De acuerdo con el registro de la Dirección de Estadísticas e Información de la Salud, todas las jurisdicciones argentinas mostraron una tendencia a la baja desde 2014. Sin embargo, el recorte fue más drástico en el territorio fueguino con una caída del 62 por ciento, seguido de cerca por la provincia santacruceña con un 60 por ciento y Corrientes con un 53 por ciento. En el otro extremo se ubicaron Córdoba, Chubut y Misiones, que presentaron los descensos menos marcados de la serie.
En el ámbito local, una investigación de la Universidad Nacional de Tierra del Fuego sobre los condicionantes sociales del sistema educativo profundizó en el perfil de esta tendencia. El estudio determinó que la disminución más fuerte se dio en el segmento de las madres menores de 20 años y en aquellas mujeres que solo han completado el nivel primario de enseñanza.

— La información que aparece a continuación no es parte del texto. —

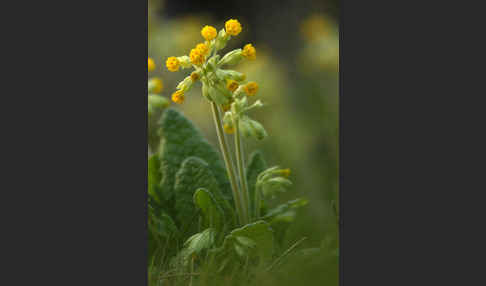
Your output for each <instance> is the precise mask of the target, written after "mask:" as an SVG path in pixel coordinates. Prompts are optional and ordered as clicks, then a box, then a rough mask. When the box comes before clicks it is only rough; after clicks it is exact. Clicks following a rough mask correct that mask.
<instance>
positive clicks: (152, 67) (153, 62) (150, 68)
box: [148, 58, 155, 72]
mask: <svg viewBox="0 0 486 286" xmlns="http://www.w3.org/2000/svg"><path fill="white" fill-rule="evenodd" d="M153 70H155V62H154V60H152V59H151V58H148V71H149V72H151V71H153Z"/></svg>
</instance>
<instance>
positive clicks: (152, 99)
mask: <svg viewBox="0 0 486 286" xmlns="http://www.w3.org/2000/svg"><path fill="white" fill-rule="evenodd" d="M156 68H157V65H156V64H155V61H154V60H153V59H151V58H148V73H149V75H150V73H151V72H153V71H155V69H156ZM163 88H164V84H163V82H162V79H160V78H158V77H149V78H148V87H147V91H148V99H147V102H148V106H147V113H148V125H149V132H148V135H149V136H148V142H149V148H150V151H151V152H155V151H156V150H154V149H156V146H157V145H158V144H157V142H158V141H159V140H160V138H159V137H158V136H157V134H156V131H154V130H155V129H157V126H156V125H157V121H158V120H159V119H160V116H161V114H162V111H163V110H164V109H165V108H167V107H168V106H169V101H168V100H167V99H166V98H165V97H163V96H160V95H159V94H160V93H161V92H162V90H163Z"/></svg>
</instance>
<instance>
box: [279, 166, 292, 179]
mask: <svg viewBox="0 0 486 286" xmlns="http://www.w3.org/2000/svg"><path fill="white" fill-rule="evenodd" d="M280 173H282V175H284V176H285V177H288V176H290V169H288V168H287V169H282V170H280Z"/></svg>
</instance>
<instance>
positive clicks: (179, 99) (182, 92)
mask: <svg viewBox="0 0 486 286" xmlns="http://www.w3.org/2000/svg"><path fill="white" fill-rule="evenodd" d="M172 101H174V102H175V103H178V104H182V103H183V102H184V92H183V91H182V90H178V91H176V92H174V93H173V94H172Z"/></svg>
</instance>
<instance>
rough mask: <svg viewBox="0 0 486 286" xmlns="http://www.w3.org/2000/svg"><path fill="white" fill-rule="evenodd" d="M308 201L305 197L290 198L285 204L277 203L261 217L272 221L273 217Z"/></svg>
mask: <svg viewBox="0 0 486 286" xmlns="http://www.w3.org/2000/svg"><path fill="white" fill-rule="evenodd" d="M308 203H309V202H308V201H307V200H306V199H302V198H298V199H295V200H291V201H289V202H287V203H285V204H281V205H278V206H277V207H275V208H273V209H271V210H269V211H268V212H267V213H266V214H265V216H264V217H262V219H264V220H267V221H272V220H273V219H275V218H277V217H279V216H282V215H284V214H286V213H288V212H289V211H292V210H293V209H296V208H300V207H303V206H305V205H307V204H308Z"/></svg>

La directora de esta investigación, Julieta López, consideró que la retracción de la maternidad en edades tempranas representa un indicador social positivo. La especialista de la casa de altos estudios explicó que postergar la llegada de un hijo mejora las chances de que la madre sostenga su trayectoria escolar y logre una vinculación más estable con el mercado laboral en el futuro.
Desde el CIPPEC también aportaron una mirada técnica sobre este proceso y destacaron que la caída no afectó a todos los estratos por igual. La organización señaló que el desplome fue superior al 66 por ciento entre las adolescentes y las mujeres con niveles educativos básicos, lo que demuestra un cambio de conducta muy marcado en los sectores donde históricamente la fecundidad era más elevada.
Las causas de esta transformación responden a una combinación de variables entre las que sobresalen la expansión de la educación sexual integral y un acceso más eficaz a métodos de planificación familiar. Aunque la baja sostenida de nacimientos obligará a revisar la estructura poblacional de la isla en los próximos años, los expertos valoran que el descenso de los embarazos adolescentes constituye un progreso social de gran importancia para la provincia.